Les conclusions indiquent que les villes peuvent être à la fois anciennes et modernes si les planificateurs utilisent une approche flexible. L'étude suggère qu'au lieu d'essayer de forcer les voitures modernes dans les ruelles anciennes, les villes devraient concevoir des itinéraires spéciaux ou utiliser des équipements d'urgence plus petits et modulaires qui s'adaptent aux espaces étroits. Elle souligne également que transformer de grands bâtiments historiques à usage unique en espaces mixtes — où les gens peuvent vivre, travailler et faire des achats au même endroit — peut rendre ces zones plus vibrantes et économiquement fortes. La recherche souligne que les personnes qui y vivent doivent faire partie du processus de décision. Si la communauté est impliquée, les changements sont plus susceptibles de réussir et de préserver le caractère unique du quartier.

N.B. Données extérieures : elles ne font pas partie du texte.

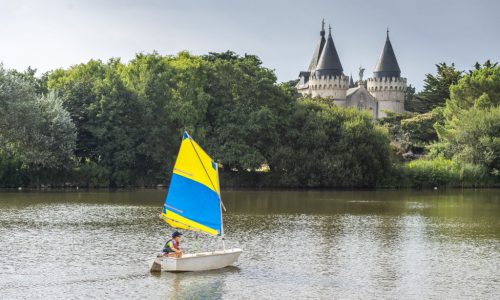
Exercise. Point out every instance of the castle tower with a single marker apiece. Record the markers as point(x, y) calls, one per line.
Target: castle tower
point(328, 80)
point(387, 85)
point(304, 76)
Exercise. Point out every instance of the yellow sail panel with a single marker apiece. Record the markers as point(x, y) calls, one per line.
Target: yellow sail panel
point(178, 221)
point(195, 164)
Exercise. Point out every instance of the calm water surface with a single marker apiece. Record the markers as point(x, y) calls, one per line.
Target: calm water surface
point(297, 245)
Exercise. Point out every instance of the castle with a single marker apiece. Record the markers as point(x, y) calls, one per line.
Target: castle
point(385, 91)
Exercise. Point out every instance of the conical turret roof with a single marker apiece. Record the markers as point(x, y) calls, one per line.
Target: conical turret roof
point(329, 62)
point(387, 65)
point(351, 82)
point(319, 49)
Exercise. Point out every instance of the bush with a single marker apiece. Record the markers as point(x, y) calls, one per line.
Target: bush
point(444, 172)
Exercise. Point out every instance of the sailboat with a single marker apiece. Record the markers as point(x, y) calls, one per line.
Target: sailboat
point(194, 203)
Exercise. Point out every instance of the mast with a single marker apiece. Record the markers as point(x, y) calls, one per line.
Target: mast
point(221, 207)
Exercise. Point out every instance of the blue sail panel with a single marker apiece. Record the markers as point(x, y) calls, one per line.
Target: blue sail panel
point(192, 205)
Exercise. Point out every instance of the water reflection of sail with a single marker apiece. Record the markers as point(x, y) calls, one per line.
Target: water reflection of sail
point(203, 285)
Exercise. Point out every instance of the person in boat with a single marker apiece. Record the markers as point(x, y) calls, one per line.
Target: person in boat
point(172, 247)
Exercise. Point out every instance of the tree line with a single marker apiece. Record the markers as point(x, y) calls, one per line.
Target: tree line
point(114, 124)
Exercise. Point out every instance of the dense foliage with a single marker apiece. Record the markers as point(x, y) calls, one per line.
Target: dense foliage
point(117, 124)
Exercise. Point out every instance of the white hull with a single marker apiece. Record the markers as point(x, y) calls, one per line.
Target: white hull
point(202, 261)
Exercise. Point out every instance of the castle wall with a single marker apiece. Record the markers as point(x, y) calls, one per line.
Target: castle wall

Enfin, l'étude conclut que préserver une ville historique ne signifie pas arrêter le temps. Cela signifie trouver un moyen de tisser le passé dans le futur afin que les vieux quartiers restent sûrs, verts et utiles pour tous. En traitant ces zones comme des systèmes vivants plutôt que comme des artefacts figés, des villes comme Tabriz, Ispahan et Yazd peuvent servir de modèles pour le reste du monde. Elles montrent qu'il est possible d'avoir une ville qui honore son histoire tout en répondant aux besoins de ses habitants aujourd'hui, prouvant que la tradition et la modernité peuvent coexister sans que l'une ne détruise l'autre.